While the demo is interesting from a technical standpoint, please don't make buttons animate like this. It seems like everyone is adding nasty purple gradient borders to everything and now they want to animate it. Just because you can do this doesn't mean you should! I'm getting tired of writing custom CSS to remove distracting styles like this from websites.
What developers _should_ be doing is disabling such animations if `prefer-reduced-motion` is set in your browser. This way, both people who have trouble seeing stuff when there's too many complex color animations as well as people who "just don't want to deal with all that mess" can specify what they want to see, and the code can change based on their preferences.
Unfortunately, I believe for "custom jobs" like this you'd need to explicitly state that you don't want it to occur because it won't happen by default, unlike some other stuff that's more standard in the browser.
The problem with Flash -- as I remember it -- wasn't the animation so much as how the Flash embed 1) required a plugin, 2) didn't interact as one would expect of a web page (e.g. right click), 3) was slow to load, 4) and didn't play nicely with the surrounding DOM.
I don't think this is the case here. For a CTA button (literally "Call to Action"), I think it's perfectly acceptable to add an animation to it.
Please do whatever you feel like doing. If you like the aesthetic and it fits the overall design, why not? Don’t let some HN commenter tell you what you can’t do.

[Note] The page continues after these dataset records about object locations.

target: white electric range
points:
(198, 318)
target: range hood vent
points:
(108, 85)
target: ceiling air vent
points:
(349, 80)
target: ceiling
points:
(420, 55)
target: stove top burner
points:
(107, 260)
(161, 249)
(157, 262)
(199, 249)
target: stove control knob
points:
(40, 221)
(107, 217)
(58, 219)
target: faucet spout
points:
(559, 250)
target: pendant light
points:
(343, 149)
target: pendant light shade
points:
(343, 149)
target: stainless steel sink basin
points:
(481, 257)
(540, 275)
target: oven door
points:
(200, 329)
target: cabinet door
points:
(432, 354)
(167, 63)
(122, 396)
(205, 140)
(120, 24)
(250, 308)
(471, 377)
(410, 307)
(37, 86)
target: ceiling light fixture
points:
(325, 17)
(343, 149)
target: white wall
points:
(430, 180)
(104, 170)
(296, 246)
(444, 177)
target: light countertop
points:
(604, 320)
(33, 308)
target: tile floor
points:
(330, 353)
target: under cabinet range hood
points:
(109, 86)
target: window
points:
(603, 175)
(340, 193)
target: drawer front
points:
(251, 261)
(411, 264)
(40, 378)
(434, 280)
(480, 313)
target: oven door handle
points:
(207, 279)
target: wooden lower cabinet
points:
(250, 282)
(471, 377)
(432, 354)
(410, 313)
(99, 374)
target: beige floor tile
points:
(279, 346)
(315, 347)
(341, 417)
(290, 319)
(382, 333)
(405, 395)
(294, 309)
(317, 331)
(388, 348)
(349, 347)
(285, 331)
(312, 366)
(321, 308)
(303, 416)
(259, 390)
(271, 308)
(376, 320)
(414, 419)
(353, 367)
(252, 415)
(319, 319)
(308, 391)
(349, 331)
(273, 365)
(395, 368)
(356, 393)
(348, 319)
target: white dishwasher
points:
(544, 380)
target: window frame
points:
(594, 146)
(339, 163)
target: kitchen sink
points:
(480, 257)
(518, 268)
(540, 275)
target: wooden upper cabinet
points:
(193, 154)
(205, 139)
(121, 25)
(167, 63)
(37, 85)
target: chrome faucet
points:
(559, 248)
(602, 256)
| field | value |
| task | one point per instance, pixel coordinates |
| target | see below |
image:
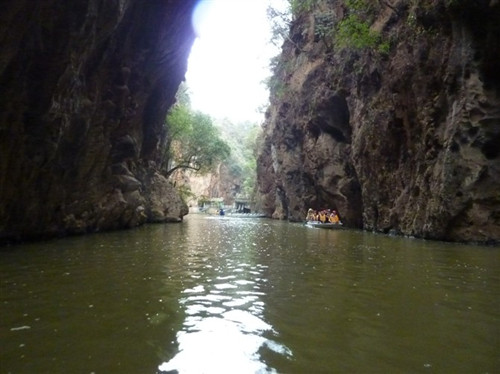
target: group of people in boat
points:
(323, 216)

Drive around some of Vegas and say that all the old incandescent lights and neon are just pollution. Some of it, designed just for eyeballs and profit, actually ends up being beautiful.
There are plenty of better ways to draw a user’s attention to something. Any half decent designer should be able to do it without this kind of noise. And there are people like me that will close the tab before interacting with the page, so you’ll lose some people with this approach.

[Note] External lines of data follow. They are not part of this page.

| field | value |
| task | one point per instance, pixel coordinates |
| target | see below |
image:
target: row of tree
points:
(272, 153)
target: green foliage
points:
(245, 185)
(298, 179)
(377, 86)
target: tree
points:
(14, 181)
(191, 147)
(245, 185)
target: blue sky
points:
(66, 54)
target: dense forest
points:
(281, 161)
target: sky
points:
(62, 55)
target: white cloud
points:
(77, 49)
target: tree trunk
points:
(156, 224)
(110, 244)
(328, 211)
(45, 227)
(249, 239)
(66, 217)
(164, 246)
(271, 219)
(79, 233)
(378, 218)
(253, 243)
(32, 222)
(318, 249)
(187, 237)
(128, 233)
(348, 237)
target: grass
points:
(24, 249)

It depends on the concrete case and why drawing their attention is important, but flashy animation is never the answer, unless it's to indicate an imminent life-threatening danger, or unless your app is a game.

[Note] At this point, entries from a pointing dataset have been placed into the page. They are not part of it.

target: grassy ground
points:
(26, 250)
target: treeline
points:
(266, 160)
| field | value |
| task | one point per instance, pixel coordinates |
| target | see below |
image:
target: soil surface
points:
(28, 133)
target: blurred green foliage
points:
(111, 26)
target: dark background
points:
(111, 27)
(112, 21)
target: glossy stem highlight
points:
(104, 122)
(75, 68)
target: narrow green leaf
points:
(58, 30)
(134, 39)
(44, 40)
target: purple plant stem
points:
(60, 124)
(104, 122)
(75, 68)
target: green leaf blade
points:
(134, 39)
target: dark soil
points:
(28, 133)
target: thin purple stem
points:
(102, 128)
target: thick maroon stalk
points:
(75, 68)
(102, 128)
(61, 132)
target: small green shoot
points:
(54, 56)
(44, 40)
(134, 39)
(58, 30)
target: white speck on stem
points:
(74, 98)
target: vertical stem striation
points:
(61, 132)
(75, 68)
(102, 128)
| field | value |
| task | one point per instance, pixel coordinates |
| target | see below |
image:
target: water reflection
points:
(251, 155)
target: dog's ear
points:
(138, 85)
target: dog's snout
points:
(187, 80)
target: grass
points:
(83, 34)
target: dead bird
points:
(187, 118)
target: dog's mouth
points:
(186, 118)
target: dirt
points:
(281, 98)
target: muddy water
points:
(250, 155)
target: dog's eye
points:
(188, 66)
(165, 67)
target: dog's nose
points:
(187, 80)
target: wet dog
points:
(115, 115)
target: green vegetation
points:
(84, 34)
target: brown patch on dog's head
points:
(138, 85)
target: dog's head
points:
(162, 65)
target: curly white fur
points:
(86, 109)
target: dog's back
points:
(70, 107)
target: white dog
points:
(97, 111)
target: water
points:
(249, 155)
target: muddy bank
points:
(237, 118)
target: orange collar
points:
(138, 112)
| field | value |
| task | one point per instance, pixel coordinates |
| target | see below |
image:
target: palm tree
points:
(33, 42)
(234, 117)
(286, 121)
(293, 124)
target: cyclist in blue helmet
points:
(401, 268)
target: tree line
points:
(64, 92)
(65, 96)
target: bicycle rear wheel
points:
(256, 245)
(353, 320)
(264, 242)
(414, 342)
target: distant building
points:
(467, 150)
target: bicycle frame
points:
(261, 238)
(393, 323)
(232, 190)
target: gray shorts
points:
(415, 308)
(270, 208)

At some point, it will be nice to have an "Information Experience Palette" that is in your locked .env.pii.llm personal AI firewall, gateway. All of your digital DNA is held, managed, protected, and preferred by you, in your own, Sound Voice.
So ultimately, you apply the view to the page and the page conforms to your ingestion preference.
I should carry my own 'css' and be able to just pluck any URL and let me speak to my filter on how to display it.
And it will provide a new way to interact with my browsing history - allowing me to recall how that thing from HN from 3 months ago can tie into this thing, and augment my understanding when I can view them next to eachother... and I can categorize them into tags of the same ilk and have a mental rolodex that lets me re-view my browsing history in the UX lens of my choosing.